Giovanni Mascellani (@giomasce) commented about libs/vkd3d-shader/hlsl.y:
const struct parse_initializer *params, const struct vkd3d_shader_location *loc, bool asin_mode)+{
- struct hlsl_ir_function_decl *func;
- struct hlsl_type *type;
- char *body;
- static const char template[] =
"%s %s(%s x)\n""{\n"" %s abs_arg = abs(x);\n"" %s correction = sqrt(1.0 - abs_arg);\n"" %s result = correction * (\n"" (3.14159265 / 2.0)\n"" - (0.2127403136003234 * abs_arg)\n"" + (0.07612092595257536 * abs_arg * abs_arg)\n"" - (0.01996337677405357 * abs_arg * abs_arg * abs_arg)\n"

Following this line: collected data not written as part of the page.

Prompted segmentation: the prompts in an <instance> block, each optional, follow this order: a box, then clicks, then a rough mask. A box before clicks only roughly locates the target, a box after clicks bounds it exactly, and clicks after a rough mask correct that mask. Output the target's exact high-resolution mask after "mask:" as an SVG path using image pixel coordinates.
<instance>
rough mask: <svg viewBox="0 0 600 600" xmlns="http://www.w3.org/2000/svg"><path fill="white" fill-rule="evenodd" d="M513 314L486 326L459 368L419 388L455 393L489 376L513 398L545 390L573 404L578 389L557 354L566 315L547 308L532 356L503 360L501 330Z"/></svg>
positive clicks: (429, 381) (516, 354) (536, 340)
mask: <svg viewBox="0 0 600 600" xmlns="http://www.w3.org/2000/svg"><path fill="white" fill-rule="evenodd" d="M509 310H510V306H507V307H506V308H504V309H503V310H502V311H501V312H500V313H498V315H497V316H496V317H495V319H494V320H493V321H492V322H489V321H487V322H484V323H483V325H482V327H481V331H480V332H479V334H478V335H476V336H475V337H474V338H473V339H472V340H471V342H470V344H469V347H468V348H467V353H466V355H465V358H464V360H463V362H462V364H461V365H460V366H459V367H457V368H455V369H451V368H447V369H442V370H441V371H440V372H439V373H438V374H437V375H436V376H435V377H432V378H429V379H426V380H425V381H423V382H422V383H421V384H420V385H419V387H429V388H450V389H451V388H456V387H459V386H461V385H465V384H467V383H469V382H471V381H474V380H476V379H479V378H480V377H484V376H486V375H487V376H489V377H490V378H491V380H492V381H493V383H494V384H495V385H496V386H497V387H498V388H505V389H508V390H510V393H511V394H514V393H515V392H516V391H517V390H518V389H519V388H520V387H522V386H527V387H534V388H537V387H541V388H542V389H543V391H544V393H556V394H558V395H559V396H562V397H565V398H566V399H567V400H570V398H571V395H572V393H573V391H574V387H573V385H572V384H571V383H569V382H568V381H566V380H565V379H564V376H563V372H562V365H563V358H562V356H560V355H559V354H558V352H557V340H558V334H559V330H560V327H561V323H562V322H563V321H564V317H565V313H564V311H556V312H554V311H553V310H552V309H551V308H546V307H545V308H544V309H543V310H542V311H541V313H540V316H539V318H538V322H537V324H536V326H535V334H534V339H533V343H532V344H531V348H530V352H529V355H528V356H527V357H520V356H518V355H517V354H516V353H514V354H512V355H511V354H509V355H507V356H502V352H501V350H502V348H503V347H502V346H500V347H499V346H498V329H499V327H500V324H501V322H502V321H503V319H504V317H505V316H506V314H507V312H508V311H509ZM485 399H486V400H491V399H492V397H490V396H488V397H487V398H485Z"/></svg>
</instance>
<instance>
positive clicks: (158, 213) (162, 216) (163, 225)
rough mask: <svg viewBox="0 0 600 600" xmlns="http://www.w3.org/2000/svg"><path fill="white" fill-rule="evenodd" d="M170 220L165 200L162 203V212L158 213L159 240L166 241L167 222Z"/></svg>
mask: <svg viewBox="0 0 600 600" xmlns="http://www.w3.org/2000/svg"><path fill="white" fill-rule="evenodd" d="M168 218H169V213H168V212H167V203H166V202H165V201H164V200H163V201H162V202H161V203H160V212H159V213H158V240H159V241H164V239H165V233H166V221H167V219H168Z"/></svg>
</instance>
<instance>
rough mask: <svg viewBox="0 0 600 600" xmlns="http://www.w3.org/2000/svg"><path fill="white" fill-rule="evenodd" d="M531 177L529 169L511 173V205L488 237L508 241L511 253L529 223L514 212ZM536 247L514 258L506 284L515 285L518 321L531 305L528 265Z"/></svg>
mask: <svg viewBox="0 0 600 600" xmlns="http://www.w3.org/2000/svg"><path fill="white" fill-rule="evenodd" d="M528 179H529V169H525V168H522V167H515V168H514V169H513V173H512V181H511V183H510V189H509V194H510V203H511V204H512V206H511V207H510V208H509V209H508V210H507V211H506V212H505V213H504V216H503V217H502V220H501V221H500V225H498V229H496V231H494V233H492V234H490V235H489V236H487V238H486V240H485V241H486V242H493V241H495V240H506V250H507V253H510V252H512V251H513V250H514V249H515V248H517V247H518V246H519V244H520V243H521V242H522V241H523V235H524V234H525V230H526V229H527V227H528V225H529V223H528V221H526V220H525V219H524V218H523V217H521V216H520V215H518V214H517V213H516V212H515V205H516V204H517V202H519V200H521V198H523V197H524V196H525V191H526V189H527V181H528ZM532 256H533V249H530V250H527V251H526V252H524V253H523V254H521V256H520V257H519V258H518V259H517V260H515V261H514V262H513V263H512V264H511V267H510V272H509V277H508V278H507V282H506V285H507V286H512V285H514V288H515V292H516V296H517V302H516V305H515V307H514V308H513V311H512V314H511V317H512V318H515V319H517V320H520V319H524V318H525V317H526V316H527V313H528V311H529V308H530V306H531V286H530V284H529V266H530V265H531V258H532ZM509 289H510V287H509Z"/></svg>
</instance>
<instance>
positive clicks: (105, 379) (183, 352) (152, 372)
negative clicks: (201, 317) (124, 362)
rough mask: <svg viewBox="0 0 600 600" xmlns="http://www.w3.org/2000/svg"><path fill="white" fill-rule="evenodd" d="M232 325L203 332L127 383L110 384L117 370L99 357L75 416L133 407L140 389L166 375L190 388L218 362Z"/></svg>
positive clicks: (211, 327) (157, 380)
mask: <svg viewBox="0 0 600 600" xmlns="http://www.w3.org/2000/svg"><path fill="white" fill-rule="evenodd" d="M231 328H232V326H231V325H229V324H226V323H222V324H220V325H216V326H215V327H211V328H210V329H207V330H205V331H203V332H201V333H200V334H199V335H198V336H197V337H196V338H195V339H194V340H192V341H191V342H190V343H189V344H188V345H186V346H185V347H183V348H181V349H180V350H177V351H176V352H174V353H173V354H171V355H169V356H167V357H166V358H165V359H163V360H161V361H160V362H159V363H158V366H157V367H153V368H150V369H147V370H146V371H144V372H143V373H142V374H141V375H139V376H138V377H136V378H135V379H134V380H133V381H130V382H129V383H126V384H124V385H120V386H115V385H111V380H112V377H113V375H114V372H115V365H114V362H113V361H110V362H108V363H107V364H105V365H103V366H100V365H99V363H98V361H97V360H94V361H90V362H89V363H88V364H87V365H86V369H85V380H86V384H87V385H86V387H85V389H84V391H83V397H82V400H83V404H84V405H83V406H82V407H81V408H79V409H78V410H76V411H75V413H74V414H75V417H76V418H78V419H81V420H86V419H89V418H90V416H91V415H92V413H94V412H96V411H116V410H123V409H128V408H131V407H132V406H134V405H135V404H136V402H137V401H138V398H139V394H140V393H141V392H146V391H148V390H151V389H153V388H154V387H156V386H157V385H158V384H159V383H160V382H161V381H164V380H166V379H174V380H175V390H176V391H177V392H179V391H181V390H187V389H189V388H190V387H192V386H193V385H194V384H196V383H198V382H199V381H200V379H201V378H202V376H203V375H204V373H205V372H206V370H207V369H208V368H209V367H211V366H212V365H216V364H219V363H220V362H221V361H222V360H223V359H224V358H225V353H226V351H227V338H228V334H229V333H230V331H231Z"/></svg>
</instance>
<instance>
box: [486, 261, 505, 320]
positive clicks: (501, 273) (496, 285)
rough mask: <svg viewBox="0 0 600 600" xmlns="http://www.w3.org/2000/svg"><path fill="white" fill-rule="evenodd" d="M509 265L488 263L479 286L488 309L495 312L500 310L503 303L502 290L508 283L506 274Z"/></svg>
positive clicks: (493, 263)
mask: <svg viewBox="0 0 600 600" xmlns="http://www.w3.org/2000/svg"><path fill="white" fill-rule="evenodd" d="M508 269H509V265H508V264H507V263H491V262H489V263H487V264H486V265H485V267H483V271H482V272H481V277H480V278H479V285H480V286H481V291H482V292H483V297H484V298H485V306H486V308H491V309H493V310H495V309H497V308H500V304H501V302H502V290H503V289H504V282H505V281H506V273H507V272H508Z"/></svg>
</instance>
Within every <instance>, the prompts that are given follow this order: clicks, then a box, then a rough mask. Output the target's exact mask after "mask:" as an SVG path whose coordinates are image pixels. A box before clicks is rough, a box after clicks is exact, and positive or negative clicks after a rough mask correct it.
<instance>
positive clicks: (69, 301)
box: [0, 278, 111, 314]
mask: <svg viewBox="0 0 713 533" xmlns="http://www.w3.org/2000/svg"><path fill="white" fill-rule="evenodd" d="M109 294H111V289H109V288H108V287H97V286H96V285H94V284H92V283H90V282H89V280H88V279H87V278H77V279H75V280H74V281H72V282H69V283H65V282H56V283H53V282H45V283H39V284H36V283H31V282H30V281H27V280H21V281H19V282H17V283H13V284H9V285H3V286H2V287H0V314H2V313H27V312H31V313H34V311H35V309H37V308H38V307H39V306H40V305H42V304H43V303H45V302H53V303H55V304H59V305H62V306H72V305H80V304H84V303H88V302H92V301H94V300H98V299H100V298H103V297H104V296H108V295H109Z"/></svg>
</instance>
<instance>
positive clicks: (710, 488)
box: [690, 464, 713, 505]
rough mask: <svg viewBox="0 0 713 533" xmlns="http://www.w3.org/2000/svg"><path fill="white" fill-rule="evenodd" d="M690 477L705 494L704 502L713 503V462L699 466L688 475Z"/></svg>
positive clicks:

Notice that native, at least in my tests, is evaluating the polynomial using [Horner's method](https://en.wikipedia.org/wiki/Horner%27s_method), which is probably more efficient (it takes only three multiplications instead of six in this case, if I'm not mistaken). That would amount to something like `(((-0.01996337677405357f * abs_arg + 0.07612092595257536f) * abs_arg - 0.2127403136003234f) * abs_arg + 1.570796325f`.
Notice that floating point numbers do not need so many significant digits ([see this nice tool](https://evanw.github.io/float-toy/)), and that native coefficients are slightly different from yours, not sure why. Where do your coefficients come from? Your tests have a rather large error margin set: while this is not a problem in its own, maybe using the same coefficients as native you could get that smaller.